Yield10 Bioscience
- Traded as: Nasdaq: YTEN
- Headquarters: Woburn, MA, USA
- Key people: Anthony J. Sinskey (Co-Founder), Oliver P. Peoples (CEO), Kristi Snell (CSO)
- Website: www.yield10bio.com

= Yield10 Bioscience =

Agricultural Science Company

Yield10 Bioscience (formerly Metabolix, Inc.) is a company developing new technologies to achieve improvements in crop yield to enhance global food security.

==History==
Founded in 1992, with the help of a licensing agreement with Massachusetts Institute of Technology (MIT), Metabolix, Inc. is a bioscience company with headquarters in Cambridge, Massachusetts. Metabolix provides sustainable solutions to the plastic, chemical and energy industries. Oliver Peoples, Ph.D., and Anthony Sinskey, Ph.D., co-founded Metabolix after work at the (MIT) that identified the elementary methods and means for engineering polyhydroxyalkanoates production in plants and bacteria, thus making them biodegradable.

In early 2017, Metabolix became Yield10 Bioscience, its crop research program.

In 2024, Yield10 Biosciences filed for Chapter 11 bankruptcy protection, listing assets and liabilities between $1 million and $10 million.

==Products==

===Crop technologies===

The centerpiece of the Metabolix's plant technology is polyhydroxybutyrate (PHB), the simplest member of the broad polyhydroxyalkanoate (PHA) family of biopolymers. They have worked with switchgrass, camelina, sugarcane, as well as tobacco.

In 2009, Metabolix completed a field trial producing PHA in a tobacco crop.

In 2012, Metabolix secured an ARPA-E grant to improve productivity of biofuel production in plants, specifically camelina.

In 2011, Metabolix was awarded a $6.0 million grant to produce PHB in switchgrass and to develop methods to thermally convert the PHB-containing switchgrass to crotonic acid and a higher density residual biomass fraction for production of biofuel.
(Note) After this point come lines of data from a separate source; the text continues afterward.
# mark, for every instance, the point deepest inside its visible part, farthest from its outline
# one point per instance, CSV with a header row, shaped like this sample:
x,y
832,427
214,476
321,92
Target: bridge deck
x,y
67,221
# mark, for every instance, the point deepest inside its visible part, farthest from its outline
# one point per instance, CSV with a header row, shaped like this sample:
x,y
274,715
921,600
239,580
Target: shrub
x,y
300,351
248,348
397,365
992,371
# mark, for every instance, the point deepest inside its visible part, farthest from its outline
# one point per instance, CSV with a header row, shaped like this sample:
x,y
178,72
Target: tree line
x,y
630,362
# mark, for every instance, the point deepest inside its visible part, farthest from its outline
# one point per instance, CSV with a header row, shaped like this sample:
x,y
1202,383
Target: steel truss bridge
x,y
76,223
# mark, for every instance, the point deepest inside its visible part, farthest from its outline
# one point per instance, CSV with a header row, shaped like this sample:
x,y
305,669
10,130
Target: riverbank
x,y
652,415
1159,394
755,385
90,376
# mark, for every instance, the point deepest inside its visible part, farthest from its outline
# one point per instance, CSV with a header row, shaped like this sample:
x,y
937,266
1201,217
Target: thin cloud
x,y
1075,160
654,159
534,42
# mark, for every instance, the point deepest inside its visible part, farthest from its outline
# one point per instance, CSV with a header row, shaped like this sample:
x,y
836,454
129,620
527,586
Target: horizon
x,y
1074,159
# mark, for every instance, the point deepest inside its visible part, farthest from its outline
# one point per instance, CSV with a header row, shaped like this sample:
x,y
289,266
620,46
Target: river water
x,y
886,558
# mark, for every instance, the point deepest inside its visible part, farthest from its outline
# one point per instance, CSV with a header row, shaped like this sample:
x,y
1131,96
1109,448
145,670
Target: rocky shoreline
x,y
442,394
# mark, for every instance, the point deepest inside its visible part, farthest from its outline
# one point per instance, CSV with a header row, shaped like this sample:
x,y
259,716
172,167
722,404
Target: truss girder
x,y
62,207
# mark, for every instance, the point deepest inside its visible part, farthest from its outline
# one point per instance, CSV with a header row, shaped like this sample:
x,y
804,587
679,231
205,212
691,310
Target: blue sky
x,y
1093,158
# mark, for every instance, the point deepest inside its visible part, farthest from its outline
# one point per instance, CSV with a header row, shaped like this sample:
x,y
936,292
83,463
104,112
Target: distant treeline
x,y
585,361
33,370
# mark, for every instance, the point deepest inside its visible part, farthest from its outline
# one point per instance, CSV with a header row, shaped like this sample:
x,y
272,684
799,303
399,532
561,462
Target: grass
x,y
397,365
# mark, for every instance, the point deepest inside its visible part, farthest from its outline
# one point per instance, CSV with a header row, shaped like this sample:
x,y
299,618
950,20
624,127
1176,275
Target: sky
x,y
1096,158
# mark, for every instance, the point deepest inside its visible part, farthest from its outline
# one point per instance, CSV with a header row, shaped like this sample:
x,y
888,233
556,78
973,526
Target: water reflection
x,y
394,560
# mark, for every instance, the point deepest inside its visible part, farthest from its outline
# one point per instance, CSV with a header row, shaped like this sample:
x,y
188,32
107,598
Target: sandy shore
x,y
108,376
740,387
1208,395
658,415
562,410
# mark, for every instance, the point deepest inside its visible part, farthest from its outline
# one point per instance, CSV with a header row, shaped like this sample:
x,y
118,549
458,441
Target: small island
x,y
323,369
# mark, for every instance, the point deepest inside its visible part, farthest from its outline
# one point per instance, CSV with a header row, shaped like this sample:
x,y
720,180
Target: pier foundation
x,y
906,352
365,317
In 2017, Yield10 participated in a Department of Energy program to help boost Camelina oilseed.

===Platforms===

====C3====
C3 is the most common form of photosynthesis, existing in most crops suitable for human consumption, including wheat, canola, soybean and rice.
In 2019 Yield10 announced results from its 2018 field test, claiming that its C3003 gene trait showed an 11% increase in seed yield among canola crops, when compared to control plants. Similarly, C3003 met its objectives for soybean yield, and showed an increase in Camelina.

====C4====
C4 photosynthesis plants, like corn and sugar cane, possess a more complex system of metabolic pathways.
In 2018, Yield reported promising results for its C3004 gene trait in Camelina lines, following growth chamber studies.

====CRISPR====
Yield10 has also commenced development of CRISPR-enabled technology to impact crop yield. The company received a nonregulated status letter from the USDA-APHIS Biotechnology Regulatory Services (BRS) acknowledging that its camelina line has had a gene disrupted using CRISPR/Cas9 gene editing technology, resulting in the desired phenotype.

====PHA-based Biomaterials====
In 2019, Yield10 filed a U.S. Patent application for new technology enabling low-cost production of PHA-based biomaterials, knowing for their use in water treatment to remove nitrogen and phosphates, to maintain the viability and vigor of Camelina seed.

==Partnerships==
In 2018, Yield10 was granted a non-exclusive research license to CRISPR-Cas9 gene editing technology by DowDuPont’s agricultural business, Corteva Agriscience, and the non-profit Broad Institute of MIT and Harvard.
The Company also has established a partnership with University of Missouri, exercising an option with the University to obtain exclusive worldwide licenses to advanced technologies for oilseed crops. The relationship expanded in 2019 to include a new gene target. In 2018, Yield10 was granted a non-exclusive research license to Forage Genetics International, LLC, a subsidiary of Land O’Lakes, Inc., to conduct research with the novel traits within its forage sorghum development program as a strategy to improve biomass yields.